# 30 gallon unusual stocking



## Sunny16 (Oct 24, 2010)

Hi!
I have kept a 30 gallon community aquarium for 2 years now, consisting of pearl gouramis, cardinals, panda cories, a BN plec and some ghost shrimp. I had an unfortunate incident with my heater/electrics, and only my BN plec and my shrimp survived. I am totally gutted but my tank has been sitting almost empty for nearly a month now and I am looking for a new little project. 

As much as I loved my community, I am looking to stock my tank with something a little more unusual. I initially looked at green spotted puffers as I am drawn to a fish with a lot of character, but I don't really want to go brackish as it would mean getting rid of Moose (my BN plec) and I don't want to!
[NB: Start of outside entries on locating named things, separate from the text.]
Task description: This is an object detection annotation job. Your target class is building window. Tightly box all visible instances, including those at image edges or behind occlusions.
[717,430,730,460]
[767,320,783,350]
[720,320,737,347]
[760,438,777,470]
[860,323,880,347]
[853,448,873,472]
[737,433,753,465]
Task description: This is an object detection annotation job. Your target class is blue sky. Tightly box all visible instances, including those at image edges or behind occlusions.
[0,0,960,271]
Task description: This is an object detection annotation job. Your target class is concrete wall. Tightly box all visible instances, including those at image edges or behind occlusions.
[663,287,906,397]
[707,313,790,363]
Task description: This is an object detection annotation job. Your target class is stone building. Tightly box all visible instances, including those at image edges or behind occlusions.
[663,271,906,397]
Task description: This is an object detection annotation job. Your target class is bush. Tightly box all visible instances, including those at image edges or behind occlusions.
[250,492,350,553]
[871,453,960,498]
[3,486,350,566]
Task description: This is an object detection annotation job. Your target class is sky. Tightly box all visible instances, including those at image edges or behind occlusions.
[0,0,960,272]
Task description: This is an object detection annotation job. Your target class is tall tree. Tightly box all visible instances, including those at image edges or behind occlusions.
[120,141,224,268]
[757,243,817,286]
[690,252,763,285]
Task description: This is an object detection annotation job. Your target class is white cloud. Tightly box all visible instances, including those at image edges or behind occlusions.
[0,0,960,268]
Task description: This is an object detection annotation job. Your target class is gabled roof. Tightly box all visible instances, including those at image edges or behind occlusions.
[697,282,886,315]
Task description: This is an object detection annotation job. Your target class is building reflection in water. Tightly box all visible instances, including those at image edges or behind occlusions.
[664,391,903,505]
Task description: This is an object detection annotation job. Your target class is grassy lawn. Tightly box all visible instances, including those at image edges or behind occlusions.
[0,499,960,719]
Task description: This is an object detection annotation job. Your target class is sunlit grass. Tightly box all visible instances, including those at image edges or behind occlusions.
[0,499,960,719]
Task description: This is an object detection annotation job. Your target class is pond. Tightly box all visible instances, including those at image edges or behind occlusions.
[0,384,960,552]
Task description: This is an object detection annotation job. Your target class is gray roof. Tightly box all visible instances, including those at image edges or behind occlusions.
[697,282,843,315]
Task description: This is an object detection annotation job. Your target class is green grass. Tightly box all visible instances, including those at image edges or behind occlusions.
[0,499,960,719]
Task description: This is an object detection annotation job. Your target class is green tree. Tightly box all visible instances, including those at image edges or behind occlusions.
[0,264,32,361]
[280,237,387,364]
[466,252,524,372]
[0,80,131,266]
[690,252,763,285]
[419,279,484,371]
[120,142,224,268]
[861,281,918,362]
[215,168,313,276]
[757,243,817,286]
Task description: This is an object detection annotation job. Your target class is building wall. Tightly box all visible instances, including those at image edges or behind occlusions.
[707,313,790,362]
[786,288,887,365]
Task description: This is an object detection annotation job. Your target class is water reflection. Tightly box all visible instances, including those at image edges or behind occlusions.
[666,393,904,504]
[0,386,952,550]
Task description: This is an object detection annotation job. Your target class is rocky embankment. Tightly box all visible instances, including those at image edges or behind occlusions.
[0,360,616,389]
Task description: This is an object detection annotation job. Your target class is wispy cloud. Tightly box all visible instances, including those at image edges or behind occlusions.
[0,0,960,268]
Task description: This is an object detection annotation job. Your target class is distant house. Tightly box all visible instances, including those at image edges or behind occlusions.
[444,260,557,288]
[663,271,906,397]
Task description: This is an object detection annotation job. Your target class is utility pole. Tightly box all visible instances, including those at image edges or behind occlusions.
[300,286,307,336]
My question to you guys is, is there a FW fish/invertebrate that I could comfortably keep in a 30g with my BN plec that has a similar personality to puffers? I don't mind having a low stock e.g just one or two larger fish at this point, as long as they have big personalities! I am not too interested in dwarf puffers as, although they are wonderful, I already have a 6.5g tank with one! 
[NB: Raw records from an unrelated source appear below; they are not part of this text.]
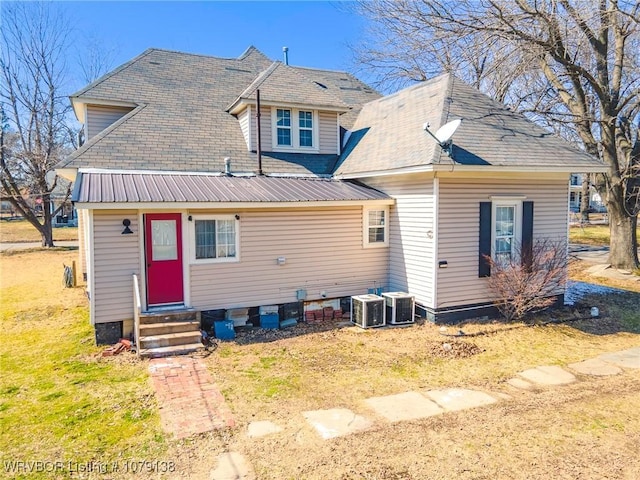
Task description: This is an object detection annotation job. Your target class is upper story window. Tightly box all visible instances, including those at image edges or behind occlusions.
[273,108,318,151]
[298,110,313,147]
[276,108,291,147]
[363,207,389,247]
[571,173,582,186]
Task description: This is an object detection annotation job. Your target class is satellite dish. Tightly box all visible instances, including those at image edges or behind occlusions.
[435,118,462,145]
[423,118,462,156]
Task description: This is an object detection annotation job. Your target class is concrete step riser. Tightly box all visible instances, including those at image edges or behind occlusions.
[140,322,200,337]
[140,332,200,348]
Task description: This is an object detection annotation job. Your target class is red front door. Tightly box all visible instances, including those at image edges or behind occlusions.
[144,213,184,306]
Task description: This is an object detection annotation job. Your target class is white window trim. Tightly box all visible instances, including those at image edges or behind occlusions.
[188,214,240,265]
[271,106,320,153]
[491,201,523,261]
[362,207,389,248]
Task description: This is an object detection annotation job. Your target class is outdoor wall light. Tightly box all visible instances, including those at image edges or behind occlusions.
[122,218,133,235]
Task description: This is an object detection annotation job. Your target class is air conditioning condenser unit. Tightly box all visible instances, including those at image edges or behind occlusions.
[351,294,385,328]
[382,292,415,325]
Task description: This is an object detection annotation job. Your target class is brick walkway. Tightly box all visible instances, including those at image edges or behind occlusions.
[149,357,235,439]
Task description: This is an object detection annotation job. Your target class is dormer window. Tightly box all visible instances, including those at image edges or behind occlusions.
[276,108,291,147]
[298,110,313,147]
[272,108,318,151]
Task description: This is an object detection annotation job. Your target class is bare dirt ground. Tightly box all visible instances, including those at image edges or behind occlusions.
[165,284,640,480]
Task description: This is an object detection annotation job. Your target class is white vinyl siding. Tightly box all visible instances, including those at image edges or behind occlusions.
[91,210,141,323]
[85,105,133,140]
[436,176,568,308]
[318,112,340,155]
[189,206,388,309]
[362,174,435,306]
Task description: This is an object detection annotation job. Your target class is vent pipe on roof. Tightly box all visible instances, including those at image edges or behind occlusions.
[256,89,263,175]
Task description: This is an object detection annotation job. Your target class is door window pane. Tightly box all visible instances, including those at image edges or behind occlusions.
[151,220,178,262]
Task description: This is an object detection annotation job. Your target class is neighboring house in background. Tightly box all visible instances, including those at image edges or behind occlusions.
[569,173,607,213]
[57,47,603,350]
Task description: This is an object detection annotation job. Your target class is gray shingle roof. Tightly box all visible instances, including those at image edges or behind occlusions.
[57,47,379,175]
[72,170,389,203]
[336,74,602,175]
[228,62,349,111]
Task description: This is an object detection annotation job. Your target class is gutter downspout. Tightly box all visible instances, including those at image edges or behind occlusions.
[256,89,264,175]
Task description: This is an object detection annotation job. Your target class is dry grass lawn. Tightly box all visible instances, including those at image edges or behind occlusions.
[569,225,640,245]
[0,220,78,243]
[0,246,640,480]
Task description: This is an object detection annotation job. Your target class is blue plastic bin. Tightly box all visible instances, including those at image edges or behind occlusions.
[213,320,236,340]
[260,313,280,328]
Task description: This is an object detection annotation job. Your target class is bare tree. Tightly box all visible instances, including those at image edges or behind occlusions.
[0,2,74,247]
[356,0,640,269]
[485,238,567,321]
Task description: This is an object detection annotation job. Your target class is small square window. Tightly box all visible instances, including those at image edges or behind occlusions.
[300,130,313,147]
[299,112,313,128]
[364,208,389,247]
[193,217,238,261]
[271,108,319,152]
[278,128,291,145]
[277,108,291,127]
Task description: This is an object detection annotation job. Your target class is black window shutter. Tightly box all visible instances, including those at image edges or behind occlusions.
[521,202,533,266]
[478,202,491,277]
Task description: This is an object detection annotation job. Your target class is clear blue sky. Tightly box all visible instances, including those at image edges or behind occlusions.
[65,1,365,86]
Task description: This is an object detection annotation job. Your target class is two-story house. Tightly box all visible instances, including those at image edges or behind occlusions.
[58,47,603,356]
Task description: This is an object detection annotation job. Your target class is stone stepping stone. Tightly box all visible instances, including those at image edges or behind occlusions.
[209,452,256,480]
[568,358,622,377]
[247,420,282,438]
[598,347,640,368]
[365,392,443,422]
[518,365,576,385]
[302,408,372,440]
[507,377,533,390]
[426,388,498,412]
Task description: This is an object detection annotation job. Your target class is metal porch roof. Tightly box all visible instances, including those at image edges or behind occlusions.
[72,171,390,203]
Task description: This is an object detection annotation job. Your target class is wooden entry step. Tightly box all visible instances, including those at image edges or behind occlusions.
[138,308,203,358]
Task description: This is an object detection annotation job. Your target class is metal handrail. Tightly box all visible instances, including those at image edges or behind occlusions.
[133,273,142,357]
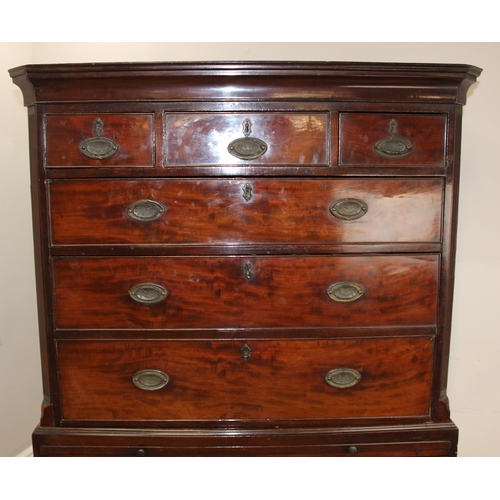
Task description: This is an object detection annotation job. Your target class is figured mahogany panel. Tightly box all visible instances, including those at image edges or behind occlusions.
[45,113,155,167]
[53,255,439,330]
[164,112,329,166]
[339,113,446,167]
[58,337,433,420]
[36,440,451,457]
[50,179,443,245]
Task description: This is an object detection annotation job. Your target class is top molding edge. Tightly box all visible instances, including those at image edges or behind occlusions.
[9,61,482,106]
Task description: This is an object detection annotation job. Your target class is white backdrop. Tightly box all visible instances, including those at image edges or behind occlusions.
[0,42,500,457]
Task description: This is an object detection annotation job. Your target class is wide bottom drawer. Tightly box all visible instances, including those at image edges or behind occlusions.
[33,422,458,457]
[58,337,433,422]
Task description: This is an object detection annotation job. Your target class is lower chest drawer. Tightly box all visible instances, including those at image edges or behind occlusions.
[54,255,439,330]
[58,337,434,422]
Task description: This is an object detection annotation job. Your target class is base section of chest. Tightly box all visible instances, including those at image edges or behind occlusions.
[33,422,458,457]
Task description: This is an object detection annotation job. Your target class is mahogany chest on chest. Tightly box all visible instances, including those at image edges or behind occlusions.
[10,62,481,456]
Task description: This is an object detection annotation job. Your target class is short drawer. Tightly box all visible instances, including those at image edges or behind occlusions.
[58,337,434,421]
[45,113,155,167]
[164,112,330,166]
[49,179,443,245]
[339,113,446,167]
[53,255,439,330]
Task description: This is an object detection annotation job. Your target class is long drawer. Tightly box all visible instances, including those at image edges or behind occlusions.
[58,337,433,421]
[53,254,439,330]
[164,112,330,166]
[49,179,443,245]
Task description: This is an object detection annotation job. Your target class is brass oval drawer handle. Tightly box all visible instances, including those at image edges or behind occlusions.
[80,118,120,160]
[132,370,170,391]
[127,200,166,222]
[330,198,368,220]
[227,118,267,160]
[325,368,361,389]
[326,281,365,302]
[129,283,168,306]
[374,119,413,158]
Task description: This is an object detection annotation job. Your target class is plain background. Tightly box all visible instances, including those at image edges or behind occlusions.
[0,42,500,457]
[0,0,500,478]
[0,0,500,494]
[0,42,500,457]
My other idea was to do a single species tank or maybe dwarf cichlids? Do any ideas spring to mind? 

I am looking for any unusual ideas really! Lets get creative!

Clare x


----------



## Varkolak (Jun 9, 2012)

A 30 gal wouldn't keep it forever but south american puffer fish live in purely freshwater if you want to do your research on them


----------



## scrap (Dec 4, 2011)

Try looking into female betta sororities. a 30 gal could easily hold several female bettas, which are colorful, have distinct personalities, and behave in a hierarchy similar to cichlids. 

you'll have to do a bit of research, but the short of it is that as long as you have at least 6, and the tank is heavily decorated to break up lines of sight, the girls get along fine with each other and other betta compatible fish (like moose and his shrimp friends)


----------



## Hadstuff (Jul 16, 2012)

ive managed to keep a pleco in brackish conditions. he lived for about 3 years, then i traded him in cause he got too big. (before trading I re acclimated him to freshwater) in that 30 gallon, i had a Brackish water Moray (Gymnothorax Tile), Tiger barbs, and Ram Cichlids. the Salinity was 1.010, however, if you keep your aquarium at 1.005 you shouldnt have any problems keeping most fish.


----------



## dave56 (Jul 4, 2012)

Check out the dwarf rainbowfish in the blue eye family. Small, with lots of personality


----------



## jennesque (May 11, 2011)

I just suggested this to someone else, but the Pantodon buchholzi.. I think it's a pretty neat looking fish. You can keep your pleco with them.
_Posted via Mobile Device_


----------